The next morning, Sophie and I grabbed a train back down to London (it’s only a 2hr trip), walked miles and enjoyed the open air markets and shops, and eventually ended up at afternoon tea at the Hotel Cafe Royale. It was one of the most beautiful meals of my life- just over-the-top fancy without being stuffy. I had no idea what to expect from a “proper high tea”, but it was basically a food orgy. Oh, and you get champagne, not just tea! Nothing is better than an unexpected glass of Dom.
I booked my last few nights in London at the same hostel I’d began at. I debated going to some super posh hotel and just living it up, but I knew I’d have more fun with the people I’d met at the hostel a few days prior, so I requested my same room and was happy to be back for two more nights.
I got to take a restorative yoga class, see lots of sights, tour the National Gallery, eat so many pies, and go out on the town with my excellent hostel mates. I crammed my day with activity, but all on my own schedule- I didn’t see everything, but I didn’t expect to. I just did the things I wanted to prioritize (beyond coffee and donuts), and it ended up being one of my favorite vacations EVER.

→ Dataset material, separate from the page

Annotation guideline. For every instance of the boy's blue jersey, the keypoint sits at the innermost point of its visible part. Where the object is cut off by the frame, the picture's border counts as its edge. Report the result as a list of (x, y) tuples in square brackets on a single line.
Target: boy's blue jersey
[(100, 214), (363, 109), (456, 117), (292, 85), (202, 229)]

Sorry about all of these tiled mosaics… I’m kinda loving this new WordPress feature, especially when I’m just puking photos at you.
Sunday rolled around, and I headed to the airport for my 1:30pm flight out of Gatwick. I ended up booking a super budget flight on Norwegian Air, but it was surprisingly pleasant and I ended up having an empty seat next to me (livin’ the DREAM) and a really cool girl in the aisle seat who shared food with me. It was a direct flight to LAX, so Matt was a doll and picked me up all the way in LA. Love him.
Now that I’ve explained the general gist of my week, here’s the point: I needed a little “me” time. I needed to mix things up a little. Going about your normal routine for weeks, months, years… it wears these patterns into your mind. It grooves out these paths based on things you do and see every day, and I think that over time, it zaps the creativity out of us. When we’re able to break out of these patterns, even temporarily, something amazing happens: our minds get to bathe in new sights, sounds, emotions- we’re stimulated in new ways, allowing us to get creative and force new perspective on ourselves. I’m aware of when my brain needs some new stimuli because I get really antsy- I can’t exist for very long in a routine without longing for an adventure to the point of going a little crazy.
I know a lot of people who are like this, but they don’t really know how to address that madness/existential ennui/antsy-ness. My simple response is CHANGE IT UP! You don’t need to compulsively book a flight to England to achieve this. You can do something as simple as taking a different route to work, trying a new type of exercise class, or taking a long walk around your neighborhood by yourself. Take a day off of work and enjoy the city you’re in- sit at the coffee shop and observe. My personal preference is to do some of this exploration by yourself- It’s such a treat to be able to be in your own head and get to know yourself, like you would anybody else.
Anyways, sorry for bombarding you with pictures from two months ago. I’ve totally neglected this blog so I wanted to do a quick little journal entry so I could get the damn ball rolling again.